After working with the Avengers for a bit, Carol embraced the cosmic origin of her powers and became more dedicated to the intergalactic side of the Marvel universe. She even briefly joined the Guardians Of The Galaxy, bringing along her pet cat, Chewie (corporate synergy!), who turned out to be an alien that just looked like a cat. Carol’s time with Star-Lord and Groot coincided with a time when the Guardians Of The Galaxy comic wasn’t particularly great, but luckily she still had her own solo books and had become a member of a number of different superhero teams—including Canada’s Alpha Flight, the all-female A-Force (alongside She-Hulk, Dazzler, and Nico from Runaways), military agency S.W.O.R.D., and space-based defenders The Ultimates (the only super-team to include both Black Panther and Galactus).

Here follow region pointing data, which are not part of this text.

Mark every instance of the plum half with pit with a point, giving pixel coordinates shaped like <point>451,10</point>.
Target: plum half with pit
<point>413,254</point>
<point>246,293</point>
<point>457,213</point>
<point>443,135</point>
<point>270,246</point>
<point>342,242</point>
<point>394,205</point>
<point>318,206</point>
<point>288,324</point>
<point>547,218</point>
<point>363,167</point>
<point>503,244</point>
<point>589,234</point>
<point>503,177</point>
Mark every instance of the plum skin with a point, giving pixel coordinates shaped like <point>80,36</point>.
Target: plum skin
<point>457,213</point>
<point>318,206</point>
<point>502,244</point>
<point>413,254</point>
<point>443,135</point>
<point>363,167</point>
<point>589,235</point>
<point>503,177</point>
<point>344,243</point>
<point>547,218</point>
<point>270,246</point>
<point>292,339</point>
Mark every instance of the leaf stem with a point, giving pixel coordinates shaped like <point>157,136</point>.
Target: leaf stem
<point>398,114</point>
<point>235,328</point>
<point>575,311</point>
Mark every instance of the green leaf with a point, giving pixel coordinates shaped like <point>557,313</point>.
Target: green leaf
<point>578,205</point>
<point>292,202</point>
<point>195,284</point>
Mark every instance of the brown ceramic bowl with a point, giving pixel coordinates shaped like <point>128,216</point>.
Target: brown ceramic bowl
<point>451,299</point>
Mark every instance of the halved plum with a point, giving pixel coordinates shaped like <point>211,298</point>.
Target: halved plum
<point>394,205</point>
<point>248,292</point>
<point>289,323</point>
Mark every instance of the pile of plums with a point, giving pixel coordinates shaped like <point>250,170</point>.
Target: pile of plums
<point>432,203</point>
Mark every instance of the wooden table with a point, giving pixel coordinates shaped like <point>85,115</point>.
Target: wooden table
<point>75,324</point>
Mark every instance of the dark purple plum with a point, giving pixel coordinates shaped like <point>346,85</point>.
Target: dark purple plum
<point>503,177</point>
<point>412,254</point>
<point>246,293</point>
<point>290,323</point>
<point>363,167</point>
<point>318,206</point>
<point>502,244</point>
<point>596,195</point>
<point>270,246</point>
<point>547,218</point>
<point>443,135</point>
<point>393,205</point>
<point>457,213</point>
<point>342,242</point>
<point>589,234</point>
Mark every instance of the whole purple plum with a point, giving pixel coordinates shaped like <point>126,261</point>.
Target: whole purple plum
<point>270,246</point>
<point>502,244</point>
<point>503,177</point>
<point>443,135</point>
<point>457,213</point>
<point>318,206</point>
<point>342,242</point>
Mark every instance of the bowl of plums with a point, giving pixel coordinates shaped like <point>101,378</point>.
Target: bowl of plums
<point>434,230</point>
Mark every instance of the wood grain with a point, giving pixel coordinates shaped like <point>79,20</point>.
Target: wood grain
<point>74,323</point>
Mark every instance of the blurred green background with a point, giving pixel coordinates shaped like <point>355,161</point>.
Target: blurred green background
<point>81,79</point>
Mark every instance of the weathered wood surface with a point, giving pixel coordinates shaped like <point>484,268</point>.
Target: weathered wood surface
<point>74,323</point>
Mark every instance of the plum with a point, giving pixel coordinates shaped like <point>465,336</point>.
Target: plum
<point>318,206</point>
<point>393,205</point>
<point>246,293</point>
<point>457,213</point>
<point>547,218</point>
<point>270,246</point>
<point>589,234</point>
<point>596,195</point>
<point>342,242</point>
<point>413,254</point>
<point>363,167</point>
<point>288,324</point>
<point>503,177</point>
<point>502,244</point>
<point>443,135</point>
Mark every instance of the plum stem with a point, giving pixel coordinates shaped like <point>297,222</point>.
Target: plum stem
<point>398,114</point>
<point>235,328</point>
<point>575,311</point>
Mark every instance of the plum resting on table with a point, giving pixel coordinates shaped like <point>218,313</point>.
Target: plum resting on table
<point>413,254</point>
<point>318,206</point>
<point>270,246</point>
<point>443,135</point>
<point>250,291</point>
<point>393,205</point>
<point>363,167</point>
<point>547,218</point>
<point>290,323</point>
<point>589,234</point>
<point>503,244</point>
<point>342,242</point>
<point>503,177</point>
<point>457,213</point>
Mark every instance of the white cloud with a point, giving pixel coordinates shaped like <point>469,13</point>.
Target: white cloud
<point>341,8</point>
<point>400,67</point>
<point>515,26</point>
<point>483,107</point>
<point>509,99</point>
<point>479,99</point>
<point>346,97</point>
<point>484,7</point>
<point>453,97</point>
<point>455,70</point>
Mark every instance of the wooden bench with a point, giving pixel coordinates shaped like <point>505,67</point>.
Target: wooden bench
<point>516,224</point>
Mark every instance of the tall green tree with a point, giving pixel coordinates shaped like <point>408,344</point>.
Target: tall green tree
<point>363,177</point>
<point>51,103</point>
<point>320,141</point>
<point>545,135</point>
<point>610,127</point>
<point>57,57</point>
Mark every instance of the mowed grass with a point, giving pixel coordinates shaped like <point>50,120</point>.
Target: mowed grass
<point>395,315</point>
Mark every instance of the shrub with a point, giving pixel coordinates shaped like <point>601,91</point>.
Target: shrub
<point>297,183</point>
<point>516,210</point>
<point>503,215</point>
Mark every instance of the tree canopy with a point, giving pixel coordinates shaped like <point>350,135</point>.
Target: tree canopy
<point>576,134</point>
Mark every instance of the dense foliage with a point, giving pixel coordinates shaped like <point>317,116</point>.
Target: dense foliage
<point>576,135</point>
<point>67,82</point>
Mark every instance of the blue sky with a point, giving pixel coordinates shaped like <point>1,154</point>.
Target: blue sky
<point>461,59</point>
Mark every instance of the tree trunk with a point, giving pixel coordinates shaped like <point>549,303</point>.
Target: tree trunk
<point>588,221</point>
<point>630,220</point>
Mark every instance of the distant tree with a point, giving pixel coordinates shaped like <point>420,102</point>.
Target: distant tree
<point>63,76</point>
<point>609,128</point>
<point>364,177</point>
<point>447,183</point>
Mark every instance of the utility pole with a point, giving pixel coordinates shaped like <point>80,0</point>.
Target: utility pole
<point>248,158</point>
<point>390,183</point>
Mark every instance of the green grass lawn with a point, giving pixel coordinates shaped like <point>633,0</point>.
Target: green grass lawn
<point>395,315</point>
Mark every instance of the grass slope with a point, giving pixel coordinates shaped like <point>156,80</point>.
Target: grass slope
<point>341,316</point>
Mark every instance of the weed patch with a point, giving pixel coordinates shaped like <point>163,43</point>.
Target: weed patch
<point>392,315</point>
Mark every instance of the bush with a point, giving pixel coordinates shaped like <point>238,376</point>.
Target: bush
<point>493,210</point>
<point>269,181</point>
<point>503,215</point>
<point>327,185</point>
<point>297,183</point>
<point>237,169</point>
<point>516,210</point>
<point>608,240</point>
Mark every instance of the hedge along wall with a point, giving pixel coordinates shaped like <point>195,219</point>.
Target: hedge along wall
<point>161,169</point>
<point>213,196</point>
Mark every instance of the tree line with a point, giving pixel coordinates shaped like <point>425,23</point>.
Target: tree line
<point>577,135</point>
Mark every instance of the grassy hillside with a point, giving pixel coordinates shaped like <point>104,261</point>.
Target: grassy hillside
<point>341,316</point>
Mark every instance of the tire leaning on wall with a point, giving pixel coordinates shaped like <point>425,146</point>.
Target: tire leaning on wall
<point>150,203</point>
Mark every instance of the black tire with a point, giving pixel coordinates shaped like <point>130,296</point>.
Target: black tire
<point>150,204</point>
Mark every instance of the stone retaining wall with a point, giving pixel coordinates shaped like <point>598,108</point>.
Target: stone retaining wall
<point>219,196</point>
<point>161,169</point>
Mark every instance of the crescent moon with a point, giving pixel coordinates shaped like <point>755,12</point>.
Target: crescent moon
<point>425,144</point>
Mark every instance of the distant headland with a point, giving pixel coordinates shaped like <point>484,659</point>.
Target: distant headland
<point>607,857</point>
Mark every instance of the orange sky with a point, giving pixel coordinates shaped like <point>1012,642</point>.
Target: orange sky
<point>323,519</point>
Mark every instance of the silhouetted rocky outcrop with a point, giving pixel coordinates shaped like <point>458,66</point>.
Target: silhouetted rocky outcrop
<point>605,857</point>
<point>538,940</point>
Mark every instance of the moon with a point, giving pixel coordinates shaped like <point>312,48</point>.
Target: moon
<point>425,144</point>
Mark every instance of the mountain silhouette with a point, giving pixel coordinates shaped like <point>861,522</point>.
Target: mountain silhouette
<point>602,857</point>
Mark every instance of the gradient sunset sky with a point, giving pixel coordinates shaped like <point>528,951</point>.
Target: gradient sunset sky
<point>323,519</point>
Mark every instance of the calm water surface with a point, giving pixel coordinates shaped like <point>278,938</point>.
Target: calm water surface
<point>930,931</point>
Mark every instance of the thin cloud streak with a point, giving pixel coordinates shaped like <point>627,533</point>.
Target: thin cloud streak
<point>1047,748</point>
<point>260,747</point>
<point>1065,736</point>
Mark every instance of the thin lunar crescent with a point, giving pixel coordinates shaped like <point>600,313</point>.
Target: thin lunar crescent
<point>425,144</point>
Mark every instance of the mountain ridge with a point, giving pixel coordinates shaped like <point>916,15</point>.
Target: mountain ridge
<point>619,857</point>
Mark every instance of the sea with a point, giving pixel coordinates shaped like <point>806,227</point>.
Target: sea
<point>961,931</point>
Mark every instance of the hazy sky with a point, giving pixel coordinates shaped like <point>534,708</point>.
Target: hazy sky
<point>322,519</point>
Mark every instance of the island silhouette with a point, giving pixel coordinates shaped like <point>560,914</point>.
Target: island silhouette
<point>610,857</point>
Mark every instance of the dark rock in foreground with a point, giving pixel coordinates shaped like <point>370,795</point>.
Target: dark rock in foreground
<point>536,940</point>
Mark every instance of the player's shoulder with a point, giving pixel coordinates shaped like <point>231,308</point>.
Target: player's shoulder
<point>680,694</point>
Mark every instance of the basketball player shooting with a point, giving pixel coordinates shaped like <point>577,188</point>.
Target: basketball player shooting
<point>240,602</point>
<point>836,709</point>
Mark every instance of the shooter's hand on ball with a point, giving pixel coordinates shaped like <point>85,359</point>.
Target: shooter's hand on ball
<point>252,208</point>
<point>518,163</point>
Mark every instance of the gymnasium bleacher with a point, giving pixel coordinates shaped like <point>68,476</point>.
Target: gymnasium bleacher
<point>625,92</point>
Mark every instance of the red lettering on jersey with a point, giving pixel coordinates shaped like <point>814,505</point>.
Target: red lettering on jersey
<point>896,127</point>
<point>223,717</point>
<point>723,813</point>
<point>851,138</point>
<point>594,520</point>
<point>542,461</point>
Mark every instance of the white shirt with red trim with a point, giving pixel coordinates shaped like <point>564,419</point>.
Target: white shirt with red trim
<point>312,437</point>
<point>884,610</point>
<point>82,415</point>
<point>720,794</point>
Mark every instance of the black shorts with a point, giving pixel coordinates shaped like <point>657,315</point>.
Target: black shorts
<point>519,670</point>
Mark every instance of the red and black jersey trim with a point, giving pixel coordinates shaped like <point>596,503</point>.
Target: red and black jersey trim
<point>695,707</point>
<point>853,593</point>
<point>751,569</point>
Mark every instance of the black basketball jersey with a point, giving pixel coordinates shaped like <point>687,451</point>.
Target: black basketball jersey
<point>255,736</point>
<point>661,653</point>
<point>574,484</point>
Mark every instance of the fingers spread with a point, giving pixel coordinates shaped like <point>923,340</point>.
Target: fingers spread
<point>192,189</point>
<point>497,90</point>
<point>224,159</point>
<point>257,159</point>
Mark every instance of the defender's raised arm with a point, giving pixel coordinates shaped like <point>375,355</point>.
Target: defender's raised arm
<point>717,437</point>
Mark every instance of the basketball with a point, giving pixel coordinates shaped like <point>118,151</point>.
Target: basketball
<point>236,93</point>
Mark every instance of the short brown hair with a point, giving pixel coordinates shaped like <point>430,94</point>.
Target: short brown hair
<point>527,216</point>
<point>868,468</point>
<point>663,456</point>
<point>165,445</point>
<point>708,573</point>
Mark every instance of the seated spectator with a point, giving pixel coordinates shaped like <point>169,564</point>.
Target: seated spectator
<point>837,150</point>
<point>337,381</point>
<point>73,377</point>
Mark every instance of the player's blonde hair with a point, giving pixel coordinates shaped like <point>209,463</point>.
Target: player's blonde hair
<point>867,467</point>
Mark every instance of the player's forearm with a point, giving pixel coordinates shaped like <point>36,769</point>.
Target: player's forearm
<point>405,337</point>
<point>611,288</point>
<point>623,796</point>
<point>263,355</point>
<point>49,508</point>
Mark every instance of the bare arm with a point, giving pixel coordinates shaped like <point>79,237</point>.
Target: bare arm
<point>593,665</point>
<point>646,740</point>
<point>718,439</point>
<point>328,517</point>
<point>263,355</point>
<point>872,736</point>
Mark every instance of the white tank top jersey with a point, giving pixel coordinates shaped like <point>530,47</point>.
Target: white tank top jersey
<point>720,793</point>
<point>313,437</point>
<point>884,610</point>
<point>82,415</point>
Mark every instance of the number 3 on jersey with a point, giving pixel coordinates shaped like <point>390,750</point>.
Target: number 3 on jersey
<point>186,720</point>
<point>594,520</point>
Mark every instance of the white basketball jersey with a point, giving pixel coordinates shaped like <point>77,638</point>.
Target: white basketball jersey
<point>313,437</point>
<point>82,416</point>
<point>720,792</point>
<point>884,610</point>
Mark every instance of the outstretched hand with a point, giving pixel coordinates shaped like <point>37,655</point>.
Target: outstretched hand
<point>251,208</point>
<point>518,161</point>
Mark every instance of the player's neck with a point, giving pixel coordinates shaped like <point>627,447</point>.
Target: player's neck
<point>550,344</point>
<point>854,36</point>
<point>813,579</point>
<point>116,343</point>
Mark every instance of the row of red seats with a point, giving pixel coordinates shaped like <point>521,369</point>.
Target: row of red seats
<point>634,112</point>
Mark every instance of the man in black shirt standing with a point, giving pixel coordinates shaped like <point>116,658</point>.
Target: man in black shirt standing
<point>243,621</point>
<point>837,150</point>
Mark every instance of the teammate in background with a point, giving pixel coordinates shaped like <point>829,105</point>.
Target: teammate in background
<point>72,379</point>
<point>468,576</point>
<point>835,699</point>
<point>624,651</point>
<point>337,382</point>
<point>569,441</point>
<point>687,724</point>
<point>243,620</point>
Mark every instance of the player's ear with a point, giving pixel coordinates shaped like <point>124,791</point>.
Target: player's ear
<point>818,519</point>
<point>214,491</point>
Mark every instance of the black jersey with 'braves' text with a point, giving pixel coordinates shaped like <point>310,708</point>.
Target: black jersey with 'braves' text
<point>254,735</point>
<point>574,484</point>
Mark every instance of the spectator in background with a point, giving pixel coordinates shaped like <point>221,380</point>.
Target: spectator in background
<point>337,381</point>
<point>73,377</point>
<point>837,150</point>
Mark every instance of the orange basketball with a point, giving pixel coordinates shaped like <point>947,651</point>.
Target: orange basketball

Unfortunately, this resurgence also led to Carol starring in Bendis and David Marquez’s poorly received Civil War II event, which essentially involved Captain Marvel and Iron Man arguing about whether to exploit the powers of a man who could predict future-crimes like in Minority Report. Carol was on the bad side of this debate, arguing that the ends always justify the means when it comes to preventing crimes, and her status—both in the comics and in real life—took a bit of a hit. She popped up to defend the Earth from aliens while Captain America briefly became a Nazi, but save for a new miniseries in 2018 that established her new origin (the one about her being part-Kree), Carol has once again been relegated to being an extremely powerful and popular supporting player in the larger universe… at least until her movie hits.
For a character who emphasizes her legacy as much as Carol Danvers, it would be a shame to leave out the other two characters she shared a name with. She’s not the first woman to use the Captain Marvel name, though the other, Monica Rambeau, isn’t technically related to Mar-Vell at all. Rambeau has been hanging around the Marvel Universe for decades, most notably as a member of The Avengers for a time and as one of the stars of cult-hit series Nextwave. Her story hasn’t intersected with Carol’s particularly often, but she does appear in the Captain Marvel movie as a child—setting her up for an appearance in the future. There’s also the new Ms. Marvel, a Muslim teenager named Kamala Khan who has shapeshifting abilities and idolizes Carol Danvers. She’s had solo books for years and was also a member of The Avengers for a time.
As far as we know, though, Kamala isn’t set to make her own debut in the MCU just yet. They could be saving her for a sequel or her own spin-off movie, which is probably for the best since Captain Marvel will hopefully dedicate a lot of its runtime to explaining what a Psyche-Magnetron is.